Sunday, May 09, 2010

After Israel, US Now Making UP With Afghanistan As Well: What's The Difference?

Gee, this sounds familiar:
The Obama administration, after 16 months of treating President Hamid Karzai with what some U.S. officials called "tough love," will welcome the Afghan leader Monday with all the trappings of a head of state, in what officials said is the start of a new, more pragmatic approach.

The shift, backed by the Pentagon and Secretary of State Hillary Clinton, follows concerns that repeated public criticism of Mr. Karzai, particularly of his commitment to anticorruption efforts, was backfiring, leading the mercurial leader to lash out and undermining U.S. public support for the war

...U.S. officials said the transition from last month's bitter tenor to next week's red carpet is intentional. "The main objective of the trip is to repair the damage" caused by the war of words, says a U.S. official familiar with planning for the visit..
Apparently, Karzai will get to fly to Washington on a US Air Force jet that is normally reserved for senior American officials, and he was also offered the use of Blair House, the historic mansion across from the White House.

So it's not just Israel that Obama has tried to pressure.
And it's not just Israel that is the sudden beneficiary of White House largess.

So what explains the White House's exaggerated tough love towards Afghanistan and Israel?

In Afghanistan and Israel: Mere Incompetence?, Jennifer Rubin writes:
There are two possibilities in these scenarios: total incompetence and mendacity.

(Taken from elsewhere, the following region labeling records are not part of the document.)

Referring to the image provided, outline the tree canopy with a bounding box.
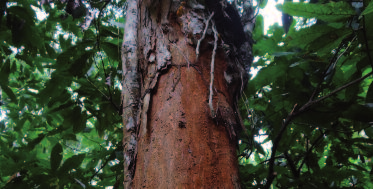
[0,0,373,188]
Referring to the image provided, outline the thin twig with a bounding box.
[209,22,218,117]
[196,12,214,59]
[297,71,373,114]
[363,15,373,68]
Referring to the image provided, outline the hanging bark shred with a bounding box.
[122,0,253,188]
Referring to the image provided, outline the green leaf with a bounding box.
[60,154,85,174]
[0,82,17,103]
[101,42,120,61]
[259,0,268,9]
[365,82,373,103]
[277,1,356,22]
[253,15,264,40]
[361,1,373,15]
[50,143,63,171]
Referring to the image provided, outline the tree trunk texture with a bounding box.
[122,0,253,188]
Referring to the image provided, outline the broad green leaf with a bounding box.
[277,1,356,22]
[59,154,85,174]
[253,15,264,40]
[365,82,373,103]
[361,1,373,15]
[50,143,63,171]
[101,42,120,61]
[0,82,17,103]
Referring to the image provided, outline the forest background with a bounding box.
[0,0,373,188]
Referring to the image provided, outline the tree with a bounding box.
[122,0,253,188]
[0,0,373,188]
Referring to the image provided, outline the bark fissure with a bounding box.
[122,0,251,188]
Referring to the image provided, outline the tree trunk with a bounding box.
[122,0,251,188]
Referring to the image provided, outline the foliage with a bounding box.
[239,1,373,188]
[0,0,373,188]
[0,0,123,188]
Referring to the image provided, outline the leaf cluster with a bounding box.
[238,1,373,188]
[0,0,123,188]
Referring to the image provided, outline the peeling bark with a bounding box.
[122,0,251,188]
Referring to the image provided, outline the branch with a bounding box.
[284,151,300,178]
[297,71,373,114]
[298,131,325,173]
[363,15,373,68]
[264,71,373,189]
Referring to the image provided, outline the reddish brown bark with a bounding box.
[134,11,238,188]
[123,0,253,188]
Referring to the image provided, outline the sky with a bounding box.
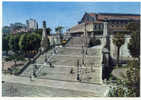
[2,2,140,31]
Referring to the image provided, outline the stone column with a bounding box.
[41,21,49,51]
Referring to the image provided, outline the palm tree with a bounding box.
[55,26,64,34]
[113,33,125,66]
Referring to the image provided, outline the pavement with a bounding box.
[2,75,109,97]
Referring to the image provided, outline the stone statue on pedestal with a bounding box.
[41,21,50,52]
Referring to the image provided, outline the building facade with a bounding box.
[68,12,140,36]
[68,13,140,61]
[26,19,38,31]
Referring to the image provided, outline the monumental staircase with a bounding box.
[21,38,107,96]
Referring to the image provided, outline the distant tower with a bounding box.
[41,21,50,51]
[103,22,110,50]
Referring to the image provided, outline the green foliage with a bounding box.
[2,35,10,53]
[8,34,20,52]
[113,33,125,48]
[108,61,140,97]
[127,60,140,96]
[55,26,64,34]
[113,33,125,66]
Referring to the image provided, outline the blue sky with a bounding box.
[2,2,140,30]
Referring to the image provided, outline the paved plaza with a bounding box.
[2,75,109,97]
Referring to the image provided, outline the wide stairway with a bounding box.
[66,37,83,47]
[21,47,102,83]
[21,38,107,96]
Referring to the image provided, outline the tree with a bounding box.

In the case of Afghanistan, the administration more or less has gotten the policy right; it’s the execution that has been clumsy. In the case of Israel, however, the administration’s obvious animus toward Bibi and its infatuation with the Palestinian narrative suggest that the latter is at play. Their charm offensive is meant to suggest that the problem has been a lack of tact with American Jewry and a failure to make clear how really, madly, honestly, truly the administration is devoted to Israel. But unlike its policy on Afghanistan, in the case of Israel, the administration is wedded to disastrous policies (e.g., distancing ourselves from Israel, obsessing on a stalemated “peace process,” irresoluteness toward Iran, indifference on Muslim human-rights abusers). Until all of that changes or until there is a new Oval Office occupant, Israel remains imperiled.
Currently the focus is on this coming summer. Pajamas Media TV features a former US General who warns of chemical attacks against Israel from Hezbollah, whose offensive could include chemically armed SCUD missiles with a 450 km range, preemptive strikes on air fields, and a wave of tunnel attacks that cross from Lebanon into Israel.

This is not going to be a carbon copy of the last war with Hezbollah, and it will not conclude with another phony UN truce overseen by UNIFIL.